The woman had spunk. And a spirit that, while damaged, was stronger than just about any she’d ever encountered, including her own. And Jill’s.
In another life, Julie would have made a great cop.
“Last night, you said you had something to talk to me about,” Julie said, as though she’d read Chantel’s mind.
She and Jill used to do that. Know what the other was thinking.
This was getting weird.
Then she remembered where she’d been heading when she’d derailed the night before.
“I know how it feels to have someone get away with a horrible crime,” she said, taking a bite of delicious broccoli quiche minus her usual appetite.
Surely that wasn’t going to change, too, the random thought popped up. She liked eating. It brought her pleasure.
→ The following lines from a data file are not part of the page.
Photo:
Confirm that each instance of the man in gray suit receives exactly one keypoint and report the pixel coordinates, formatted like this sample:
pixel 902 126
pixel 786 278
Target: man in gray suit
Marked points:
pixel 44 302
And...back to topic. Jill’s killer had died before he could be brought to justice. That bugged Chantel. He’d made her suffer. He should have had to suffer, too.
“You do, too,” she said, testing Julie’s waters.
Julie nodded, without looking broken.
“So...as I was working on the script for the library event, something occurred to me and I can’t let go of it. You said David Smyth was going to be there.”
“With his wife, yes.”
“He’s married?”
“For six years,” Julie said. “They have a couple of kids now. A boy and a girl.”
A little girl. Whose father was a rapist. A memory flashed before her eyes. The touch of a hand against her breast. Groping. Stealing away all innocence. And faith in her mother, too. How could a woman trust anyone to look after her if her own stepfather could do such a thing?
Did Smyth’s wife know? Was he rough with her, too? The questions rose up in a black cloud before her mind’s eye.
Julie’s fork had stilled.
Chantel was going to have to tread carefully here. “We have to stop him.”
She saw Julie’s hand start to shake, heard the clatter as the utensil fell to her plate.
He’s still hurting people. He has more victims. She couldn’t tell Julie any of that. Johnson had no way of knowing it.
“I know you can’t say anything, Julie. I’m not asking you to be directly involved.” Not yet, anyway. Not unless a prosecutor needed her testimony. But that was a bridge she might never have to cross.
Julie wrapped her arms around her shoulders; she seemed to be shrinking in on herself.
Then Chantel was a kid again. Telling Jill that her mother had just blamed her for what her stepfather had done. Begging her friend to let her spend the night at her house. She couldn’t go back home to face those two.
“You have to take your power back,” she said aloud. Exactly what Jill had said to her that night.
Chantel had stayed not only that night with Jill, but several after that, as well. Defying her parents and even the truant officer—a fake, she later found out—who came looking for her, she’d hidden in Jill’s bedroom until that day her mother had visited Jill’s mother, begging to see Chantel. Her mother had known where she was all along, which was why she’d never reported her missing or had the police looking for her.
That day, her mother had shown her the divorce papers she’d filed and begged her forgiveness. The ex was giving her everything—walking away with nothing—as long as no charges were filed. He still denied the whole thing.